Prediction in Estonian Biobank using either medical record or self-reported phenotypic data in BayesW or BayesRR-RC models.

The polygenic risk scores that are using medical record data rather than self-reported data tend to be more predictive across all cancers. The odds ratios were calculated by finding the impact of one standard deviation increase in PRS in a logistic model using sex and age-at-entry as covariates.

Mean -log10 p-value from the marginal association analysis adjusted with either BayesRR-RC, BayesW or without adjustment.

The significance of each SNP was obtained using a logistic regression score test from step 2 of REGENIE on binary (case-control) phenotypes.
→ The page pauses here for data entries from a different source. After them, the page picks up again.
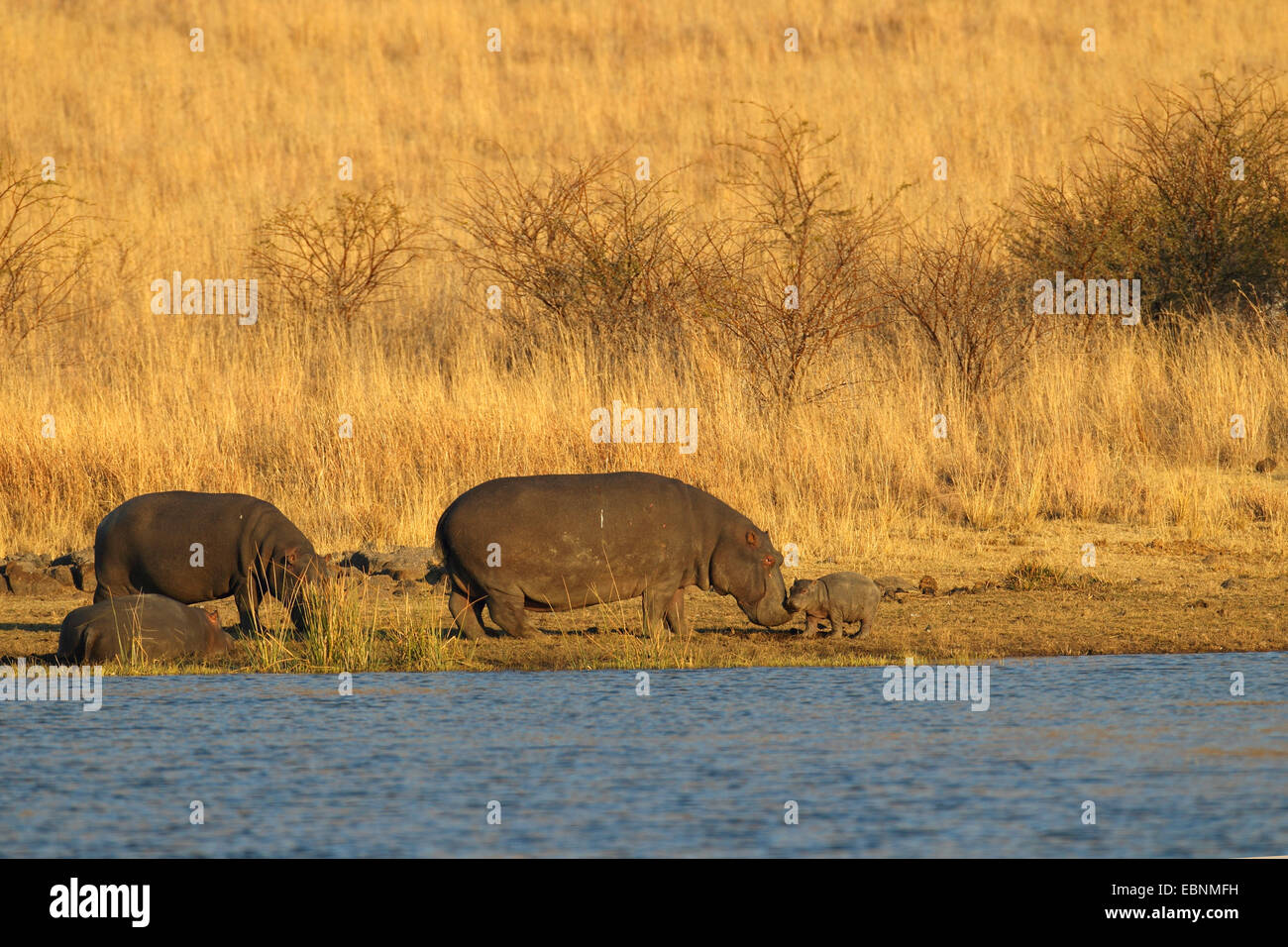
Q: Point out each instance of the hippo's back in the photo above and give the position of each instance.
(591, 534)
(531, 504)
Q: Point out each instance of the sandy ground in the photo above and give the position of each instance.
(1146, 594)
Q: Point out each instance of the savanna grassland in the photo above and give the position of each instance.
(1102, 434)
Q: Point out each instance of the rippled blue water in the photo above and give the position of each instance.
(703, 766)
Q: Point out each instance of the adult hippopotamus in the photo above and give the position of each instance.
(567, 541)
(151, 626)
(202, 547)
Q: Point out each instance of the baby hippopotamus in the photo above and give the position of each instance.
(146, 626)
(841, 598)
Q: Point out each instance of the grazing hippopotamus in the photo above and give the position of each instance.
(567, 541)
(246, 549)
(146, 626)
(841, 598)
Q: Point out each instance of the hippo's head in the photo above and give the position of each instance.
(290, 570)
(746, 565)
(798, 598)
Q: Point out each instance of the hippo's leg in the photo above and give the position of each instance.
(675, 613)
(467, 616)
(664, 605)
(507, 612)
(248, 605)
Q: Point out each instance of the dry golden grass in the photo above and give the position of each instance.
(183, 153)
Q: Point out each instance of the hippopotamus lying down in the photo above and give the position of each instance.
(143, 626)
(202, 547)
(567, 541)
(841, 598)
We observe that BayesW or BayesRR-RC LOCO adjustments result in similar or decreased p-values suggesting increased statistical power.

Classification of previously reported discoveries by each cancer type.

Case-control and time-to-event substantially overlap in recovering previous findings (255/261). However, time-to-event adjustment enables replicating 6 additional loci, 1 for basal cell carcinoma, 2 for breast cancer and 3 for prostate cancer. All case-control approach discoveries were replicated by the time-to-event approach discovery.

Tissue-specific enrichment for GTEx v8 tissues.

For basal cell carcinoma, breast and prostate cancer, Downstreamer analysis highlighted significant enrichment in several tissues, including tissue-specific associations: e.g. in both sun-exposed and not sun-exposed skin for basal cell carcinoma, in mammary tissue for breast cancer, and prostate for prostate cancer. Enrichment Z-scores that were both Bonferroni and 5% FDR significant are marked with asterisks. Only tissues with significant enrichment Z-scores are shown.